The sceptics on China’s stimulus package have been disproved by the facts. China’s GDP growth this year will be eight percent or slightly above. China’s GDP grew by 7.9 percent year-on-year in the second quarter and was accelerating –- the best private sector estimates are China’s economy grew at an annualised 13-15 percent in the second quarter. Urban investment increased 34 percent and as producer prices were dropping the real increase was probably around 40 percent. Retail sales increased 15 percent.

This is a stellar performance in conditions where most major world economies will shrink this year. Compared to these results talk of possible “green shoots” in other economies relates to minor improvements.

China’s economy is not large enough that its growth is able by itself to turn round the world economy. But it is sufficient to having a stabilising effect in East Asia with beneficial knock on consequences. Those wanting further detail on the scale of contribution of China’s growth to the world economy should read Professor Danny Quah, of the London School of Economics’, excellent recent paper on Asian growth.

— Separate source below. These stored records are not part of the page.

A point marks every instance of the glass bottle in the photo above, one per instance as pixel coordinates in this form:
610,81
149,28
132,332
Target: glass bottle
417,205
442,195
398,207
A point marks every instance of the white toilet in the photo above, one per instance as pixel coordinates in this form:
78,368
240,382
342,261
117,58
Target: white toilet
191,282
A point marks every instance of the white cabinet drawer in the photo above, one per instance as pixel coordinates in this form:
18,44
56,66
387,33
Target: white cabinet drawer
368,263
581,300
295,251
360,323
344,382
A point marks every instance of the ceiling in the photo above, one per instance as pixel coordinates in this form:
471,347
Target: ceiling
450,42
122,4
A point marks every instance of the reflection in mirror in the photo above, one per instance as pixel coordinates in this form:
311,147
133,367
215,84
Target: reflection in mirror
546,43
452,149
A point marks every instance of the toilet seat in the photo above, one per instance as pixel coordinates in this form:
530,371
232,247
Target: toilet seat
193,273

But if the significance of the scale of the international impact of China’s economic performance is evident are there policy lessons which can be drawn by Britain?

Evidently the main features of China’s economic stimulus package cannot be copied by the UK. China’s economic growth is being powered by large investment programmes carried out by its state owned companies.

China’s emphasis on infrastructural investment can, and should, be copied in the UK in the limited areas of housing and transport. While overall UK investment has fallen by 15 percent, investment in housing has fallen by 30 percent and in transport equipment by 35 percent.  This is not a decline but a collapse in which direct intervention is required if permanent structural damage is to be avoided.

But in infrastructure as a whole the necessary structures simply do not exist in the UK to copy China’s success. This is unfortunate because, as anyone who visits Shanghai or Beijing knows, in many areas Britain’s city infrastructure now lags behind China’s but nothing can be done about it except in some defined fields.

There is one area, however, in which direct lessons can be drawn from China –- banking. The UK government is rightly desperately attempting to increase bank lending in order to counter the economic downturn. As is also well known it is having little success in these efforts despite hundreds of billions of taxpayers money put into the UK banking system.

In China this problem does not exist. The state owned banks can be, and are, instructed to increase lending. The second part of China’s stimulus package, after the investment programmes, is therefore a rapid increase in bank lending — new loans in the first half of 2009 were $1.1 trillion and M2 to June rose by 28.5 percent providing an extremely strong counter-recessionary impulse.

Vince Cable, the Liberal Democrat’s Treasury spokesman, has rightly repeatedly pointed out the absurdity of the current situation with UK banking. All UK banks today exist only due to taxpayer subsidy — although Barclays and HSBC did not receive taxpayers equity, they would not be profitable operating without the taxpayer funded guarantee and economic stimulus schemes.

Yet despite UK banks existing only due to the taxpayer, Chancellor Alistair Darling is reduced to ineffectually pleading with them to increase lending. No such problem exists in China.  A side effect is that China now has the most valuable banks in the world by market capitalisation –- but banks simultaneously doing the key job of expanding lending. In China, private and public interest are properly aligned within the banking system.

For the reasons outlined Britain cannot copy all of China’s stimulus measures even if it wished. But on infrastructure and banking it should learn to “speak Chinese”.